Zum Gedenken

20.11.2015 • 17:13 Uhr / 2 Minuten Lesezeit

Alfred Salzgeber

Schruns. Im Oktober wurde der in Schruns und auch darüber hinaus bekannte Ahnenforscher Alfred Salzgeber auf dem Schrunser Friedhof beigesetzt. Er war ein Mensch, für den die Heimat und deren Geschichte, aber auch die Menschen, ein ganz besonderes Anliegen waren.

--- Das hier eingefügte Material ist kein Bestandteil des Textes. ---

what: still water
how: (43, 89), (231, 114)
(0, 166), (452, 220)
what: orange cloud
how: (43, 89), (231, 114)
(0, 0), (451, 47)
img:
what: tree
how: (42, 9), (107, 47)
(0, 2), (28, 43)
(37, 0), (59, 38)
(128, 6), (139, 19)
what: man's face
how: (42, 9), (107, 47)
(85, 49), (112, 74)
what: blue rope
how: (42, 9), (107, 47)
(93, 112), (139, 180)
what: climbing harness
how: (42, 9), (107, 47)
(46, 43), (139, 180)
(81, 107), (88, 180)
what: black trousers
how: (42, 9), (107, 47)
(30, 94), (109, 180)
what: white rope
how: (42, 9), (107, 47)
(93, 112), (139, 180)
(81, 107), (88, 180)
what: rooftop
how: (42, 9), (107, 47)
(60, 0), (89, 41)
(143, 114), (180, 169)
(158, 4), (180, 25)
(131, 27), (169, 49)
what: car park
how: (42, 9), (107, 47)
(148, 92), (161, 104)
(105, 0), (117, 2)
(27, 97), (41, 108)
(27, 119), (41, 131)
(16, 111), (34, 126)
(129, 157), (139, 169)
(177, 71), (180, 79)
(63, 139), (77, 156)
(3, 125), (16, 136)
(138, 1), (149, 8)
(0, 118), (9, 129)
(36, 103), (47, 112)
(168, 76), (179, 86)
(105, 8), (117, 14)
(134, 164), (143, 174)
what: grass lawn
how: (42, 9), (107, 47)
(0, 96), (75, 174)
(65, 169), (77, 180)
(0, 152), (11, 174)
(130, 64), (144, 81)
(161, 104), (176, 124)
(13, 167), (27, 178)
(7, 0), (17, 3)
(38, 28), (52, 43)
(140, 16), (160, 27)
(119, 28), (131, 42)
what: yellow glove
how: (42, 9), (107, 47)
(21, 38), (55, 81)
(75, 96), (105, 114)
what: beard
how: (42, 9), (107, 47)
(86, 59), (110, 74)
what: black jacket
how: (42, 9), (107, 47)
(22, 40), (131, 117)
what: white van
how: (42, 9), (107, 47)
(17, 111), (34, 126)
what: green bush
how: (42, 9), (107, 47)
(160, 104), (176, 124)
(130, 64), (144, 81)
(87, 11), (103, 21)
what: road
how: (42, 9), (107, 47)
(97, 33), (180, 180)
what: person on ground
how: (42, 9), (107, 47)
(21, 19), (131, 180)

1923 erblickte er in Gantschier bei Schruns das Licht der Welt, oder wie er selbst in seiner Lebenschronik sagte, „zum ersten Mal den Montafonerhimmel“. Nach mehreren Ortswechseln in seiner Kindheit und kriegsbedingten Zeiten in teils weiter Ferne spannte sich dieser Montafonerhimmel die meiste Zeit seines Lebens über ihm – wenn er ihn auch nicht mehr sehen konnte. Hatte er doch im Krieg durch Verwundung sein Augenlicht verloren.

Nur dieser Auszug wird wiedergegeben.